How Your Credit History Can Affect Your Insurance Premiums
Consider this: if you have a bad credit history you’ll be paying more for your insurance premiums than if you have a good credit history. Why? Because a bad credit history is evidence that you are reckless and have money worries; and if you have money worries then there is an increased risk you’ll make a claim on your insurance policy If you have a bad credit history you’ll be paying more for your insurance premiums than if you have a good credit history!
So, if you do happen to have a bad credit history, how can you get away from these higher insurance rates? And the answer is that there is only one way to do this, and that is to pay your insurance premium as a lump-sum amount each year, rather than electing to pay for your insurance premium as a periodic monthly payment. Why should this be the case? Well, again, if you elect to pay monthly then your insurance provider is going to consider you a bigger risk as they have a greater level of exposure than would be the case if you pay the entire premium up front. What this means is that the insurance provider will consider the first three-quarters of your policy term as extended risk factor if you pay monthly, rather than as one lump-sum premium; as , not only will they considered the risk of claiming on your insurance being higher , they’ll also take into be consideration that there is an extended risk that you’ll not make your next premium payment.

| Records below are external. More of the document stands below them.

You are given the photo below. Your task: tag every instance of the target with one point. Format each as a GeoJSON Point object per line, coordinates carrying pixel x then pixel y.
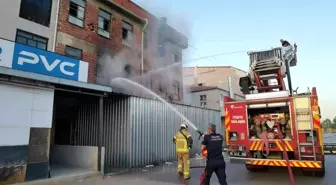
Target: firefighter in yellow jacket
{"type": "Point", "coordinates": [183, 142]}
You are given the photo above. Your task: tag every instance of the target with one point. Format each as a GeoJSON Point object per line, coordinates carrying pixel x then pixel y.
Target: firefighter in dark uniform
{"type": "Point", "coordinates": [213, 143]}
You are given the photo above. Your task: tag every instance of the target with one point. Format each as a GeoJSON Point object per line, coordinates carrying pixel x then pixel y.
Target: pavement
{"type": "Point", "coordinates": [236, 175]}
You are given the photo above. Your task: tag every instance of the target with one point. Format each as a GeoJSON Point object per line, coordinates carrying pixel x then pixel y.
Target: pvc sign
{"type": "Point", "coordinates": [30, 59]}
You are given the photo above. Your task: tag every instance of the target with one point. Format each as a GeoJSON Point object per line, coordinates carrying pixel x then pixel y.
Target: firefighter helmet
{"type": "Point", "coordinates": [184, 125]}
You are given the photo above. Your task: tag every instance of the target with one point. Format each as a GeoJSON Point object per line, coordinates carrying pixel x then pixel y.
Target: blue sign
{"type": "Point", "coordinates": [35, 60]}
{"type": "Point", "coordinates": [40, 61]}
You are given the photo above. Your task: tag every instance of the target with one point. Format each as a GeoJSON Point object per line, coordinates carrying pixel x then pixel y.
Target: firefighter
{"type": "Point", "coordinates": [183, 142]}
{"type": "Point", "coordinates": [213, 143]}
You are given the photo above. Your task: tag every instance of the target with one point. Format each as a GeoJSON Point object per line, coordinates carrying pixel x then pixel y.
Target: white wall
{"type": "Point", "coordinates": [22, 108]}
{"type": "Point", "coordinates": [10, 21]}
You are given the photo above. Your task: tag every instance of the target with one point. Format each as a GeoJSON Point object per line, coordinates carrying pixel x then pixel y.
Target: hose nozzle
{"type": "Point", "coordinates": [200, 134]}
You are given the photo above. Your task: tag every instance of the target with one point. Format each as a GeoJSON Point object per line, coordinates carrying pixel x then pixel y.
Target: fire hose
{"type": "Point", "coordinates": [291, 176]}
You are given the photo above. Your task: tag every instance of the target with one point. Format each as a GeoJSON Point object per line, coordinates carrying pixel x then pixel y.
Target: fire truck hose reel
{"type": "Point", "coordinates": [290, 172]}
{"type": "Point", "coordinates": [265, 144]}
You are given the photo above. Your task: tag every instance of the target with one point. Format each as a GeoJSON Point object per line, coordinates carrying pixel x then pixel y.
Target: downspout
{"type": "Point", "coordinates": [56, 26]}
{"type": "Point", "coordinates": [142, 46]}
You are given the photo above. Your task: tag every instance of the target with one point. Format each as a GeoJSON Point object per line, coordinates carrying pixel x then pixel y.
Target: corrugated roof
{"type": "Point", "coordinates": [203, 88]}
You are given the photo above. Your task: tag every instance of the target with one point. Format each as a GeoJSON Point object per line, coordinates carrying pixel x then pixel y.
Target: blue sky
{"type": "Point", "coordinates": [222, 26]}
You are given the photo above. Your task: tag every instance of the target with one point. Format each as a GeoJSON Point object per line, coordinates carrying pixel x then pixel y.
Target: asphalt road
{"type": "Point", "coordinates": [236, 175]}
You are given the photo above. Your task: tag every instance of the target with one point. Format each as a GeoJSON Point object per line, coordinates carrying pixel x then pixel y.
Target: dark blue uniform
{"type": "Point", "coordinates": [215, 159]}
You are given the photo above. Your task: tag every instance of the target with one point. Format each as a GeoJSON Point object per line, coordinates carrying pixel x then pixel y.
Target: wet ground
{"type": "Point", "coordinates": [236, 173]}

Aside from agreeing to pay for your insurance premium as a lump sum you really only have 2 other options: (1) fix your credit history; or (2) look for cheaper insurance with an alternative insurance provider.
Should you wish to look for cheaper insurance with an alternative insurance provider then the following are considered the standard ‘5’ considerations to take into account:
1. Make sure the insurance company has a web-site and if it does not then don’t use it!

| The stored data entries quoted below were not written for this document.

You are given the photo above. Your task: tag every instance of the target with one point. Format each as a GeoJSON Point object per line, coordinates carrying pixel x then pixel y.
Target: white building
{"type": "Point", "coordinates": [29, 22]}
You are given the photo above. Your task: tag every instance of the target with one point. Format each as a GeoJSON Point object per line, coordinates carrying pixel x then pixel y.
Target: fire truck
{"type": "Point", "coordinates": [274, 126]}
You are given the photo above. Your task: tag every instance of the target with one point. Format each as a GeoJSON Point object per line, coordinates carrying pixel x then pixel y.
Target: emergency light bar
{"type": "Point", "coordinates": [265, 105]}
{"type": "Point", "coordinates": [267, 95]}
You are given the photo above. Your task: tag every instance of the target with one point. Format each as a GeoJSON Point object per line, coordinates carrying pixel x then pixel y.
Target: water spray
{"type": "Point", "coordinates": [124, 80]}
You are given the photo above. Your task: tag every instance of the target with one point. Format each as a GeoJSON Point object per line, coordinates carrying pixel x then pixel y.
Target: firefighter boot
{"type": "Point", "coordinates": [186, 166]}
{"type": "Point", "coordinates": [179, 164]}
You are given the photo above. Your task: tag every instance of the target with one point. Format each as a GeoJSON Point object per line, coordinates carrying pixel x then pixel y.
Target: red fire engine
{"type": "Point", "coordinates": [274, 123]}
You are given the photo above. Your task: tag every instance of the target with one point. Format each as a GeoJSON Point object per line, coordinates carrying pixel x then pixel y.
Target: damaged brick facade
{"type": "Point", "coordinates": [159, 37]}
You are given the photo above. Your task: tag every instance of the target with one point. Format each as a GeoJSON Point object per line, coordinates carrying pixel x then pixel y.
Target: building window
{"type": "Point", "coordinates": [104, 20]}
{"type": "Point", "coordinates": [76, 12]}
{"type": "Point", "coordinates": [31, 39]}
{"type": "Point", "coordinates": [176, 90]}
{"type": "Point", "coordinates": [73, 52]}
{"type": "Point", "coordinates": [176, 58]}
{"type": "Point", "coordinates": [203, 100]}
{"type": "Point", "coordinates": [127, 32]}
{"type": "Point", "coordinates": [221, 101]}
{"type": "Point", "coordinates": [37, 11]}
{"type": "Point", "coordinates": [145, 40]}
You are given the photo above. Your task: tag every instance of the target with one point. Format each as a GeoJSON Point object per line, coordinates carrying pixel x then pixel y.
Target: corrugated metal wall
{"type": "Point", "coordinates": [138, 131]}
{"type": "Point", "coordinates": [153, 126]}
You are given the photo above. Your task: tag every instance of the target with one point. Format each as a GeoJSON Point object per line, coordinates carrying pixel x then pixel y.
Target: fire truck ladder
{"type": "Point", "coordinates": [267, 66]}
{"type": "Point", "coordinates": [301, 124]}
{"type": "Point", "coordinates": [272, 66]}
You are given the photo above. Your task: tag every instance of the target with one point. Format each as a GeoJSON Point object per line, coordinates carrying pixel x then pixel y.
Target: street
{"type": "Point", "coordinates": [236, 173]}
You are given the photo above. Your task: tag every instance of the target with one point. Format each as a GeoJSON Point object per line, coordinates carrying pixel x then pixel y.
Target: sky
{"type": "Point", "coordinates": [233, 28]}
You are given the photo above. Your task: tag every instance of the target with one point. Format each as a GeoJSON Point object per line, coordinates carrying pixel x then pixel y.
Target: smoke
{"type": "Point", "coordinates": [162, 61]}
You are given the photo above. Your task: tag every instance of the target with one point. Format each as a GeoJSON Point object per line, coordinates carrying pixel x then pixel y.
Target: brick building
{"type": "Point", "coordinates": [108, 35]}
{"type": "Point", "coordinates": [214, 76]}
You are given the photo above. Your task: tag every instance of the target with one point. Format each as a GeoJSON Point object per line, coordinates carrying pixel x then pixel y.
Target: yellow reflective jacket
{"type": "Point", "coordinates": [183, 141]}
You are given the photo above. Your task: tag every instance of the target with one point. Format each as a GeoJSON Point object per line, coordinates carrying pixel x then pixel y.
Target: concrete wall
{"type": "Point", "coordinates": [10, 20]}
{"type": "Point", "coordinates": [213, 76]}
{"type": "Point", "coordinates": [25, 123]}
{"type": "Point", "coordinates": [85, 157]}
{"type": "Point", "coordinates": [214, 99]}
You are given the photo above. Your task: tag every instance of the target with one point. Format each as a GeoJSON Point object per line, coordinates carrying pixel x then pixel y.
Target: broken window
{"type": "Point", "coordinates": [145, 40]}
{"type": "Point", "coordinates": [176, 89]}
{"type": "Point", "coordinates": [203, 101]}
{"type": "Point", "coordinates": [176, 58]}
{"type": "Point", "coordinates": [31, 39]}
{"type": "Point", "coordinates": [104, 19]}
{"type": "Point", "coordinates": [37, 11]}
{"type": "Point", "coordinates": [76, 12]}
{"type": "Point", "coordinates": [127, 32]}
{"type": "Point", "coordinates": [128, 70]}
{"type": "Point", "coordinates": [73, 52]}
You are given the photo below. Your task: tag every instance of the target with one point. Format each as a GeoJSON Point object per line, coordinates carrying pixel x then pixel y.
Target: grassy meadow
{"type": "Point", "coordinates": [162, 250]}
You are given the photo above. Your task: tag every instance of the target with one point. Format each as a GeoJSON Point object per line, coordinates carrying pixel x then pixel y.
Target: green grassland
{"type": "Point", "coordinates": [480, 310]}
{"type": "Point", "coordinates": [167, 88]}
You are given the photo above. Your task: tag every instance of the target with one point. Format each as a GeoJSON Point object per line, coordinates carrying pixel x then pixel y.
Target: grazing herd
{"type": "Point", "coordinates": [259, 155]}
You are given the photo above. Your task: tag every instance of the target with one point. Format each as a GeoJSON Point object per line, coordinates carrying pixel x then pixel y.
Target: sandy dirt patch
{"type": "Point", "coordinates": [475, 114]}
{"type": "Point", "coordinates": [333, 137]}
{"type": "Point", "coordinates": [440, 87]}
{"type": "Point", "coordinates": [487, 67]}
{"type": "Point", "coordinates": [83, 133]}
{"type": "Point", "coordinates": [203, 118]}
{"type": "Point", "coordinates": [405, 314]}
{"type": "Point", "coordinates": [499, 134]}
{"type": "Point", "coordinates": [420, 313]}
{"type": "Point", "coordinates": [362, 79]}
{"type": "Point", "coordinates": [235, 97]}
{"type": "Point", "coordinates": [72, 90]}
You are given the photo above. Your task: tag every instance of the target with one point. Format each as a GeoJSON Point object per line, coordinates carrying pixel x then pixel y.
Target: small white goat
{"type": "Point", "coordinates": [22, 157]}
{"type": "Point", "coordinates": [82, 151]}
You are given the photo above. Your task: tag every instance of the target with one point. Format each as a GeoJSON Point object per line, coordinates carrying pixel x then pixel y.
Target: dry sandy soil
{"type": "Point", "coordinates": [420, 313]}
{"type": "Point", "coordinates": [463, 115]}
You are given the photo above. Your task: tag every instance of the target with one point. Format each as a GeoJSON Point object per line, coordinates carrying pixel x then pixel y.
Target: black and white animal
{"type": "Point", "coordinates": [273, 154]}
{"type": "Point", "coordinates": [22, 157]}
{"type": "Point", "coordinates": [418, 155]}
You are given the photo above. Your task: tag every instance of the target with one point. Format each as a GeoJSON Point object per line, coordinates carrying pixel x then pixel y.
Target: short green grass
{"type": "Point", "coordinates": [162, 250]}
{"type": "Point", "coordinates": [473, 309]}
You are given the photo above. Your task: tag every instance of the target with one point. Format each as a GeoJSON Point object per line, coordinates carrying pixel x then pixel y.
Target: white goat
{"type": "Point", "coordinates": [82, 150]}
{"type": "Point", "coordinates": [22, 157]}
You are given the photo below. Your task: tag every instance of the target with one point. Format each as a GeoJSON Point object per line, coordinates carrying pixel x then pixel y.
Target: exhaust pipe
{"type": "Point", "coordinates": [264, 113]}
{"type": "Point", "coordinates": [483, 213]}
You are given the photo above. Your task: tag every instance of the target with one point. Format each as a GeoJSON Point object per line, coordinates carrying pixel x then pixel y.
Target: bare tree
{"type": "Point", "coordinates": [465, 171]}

2. Make sure the insurance company is rated by at least one financial rating agency – such as Moody’s. Again, if it is not, then don’t use it.
3. Make sure the insurance company is a member of some government list. To do this, checkout the government’s department of insurance website , and if your prospective insurance company is not listed, don’t use it!
4. Make sure that your chosen insurance company doesn’t share a similar name to that of a more famous insurance company. If it does, then it is likely that it is trading on its namesake’s name and you may well find that they’re not bona fide.
5. Research consumer articles about the insurance company. To do this simply, checkout the consumer advice columns on the Internet for good and bad feedback.
So, you should now know that your credit history will affect your premiums and you can reduce these premiums if you do happen to have a bad credit rating.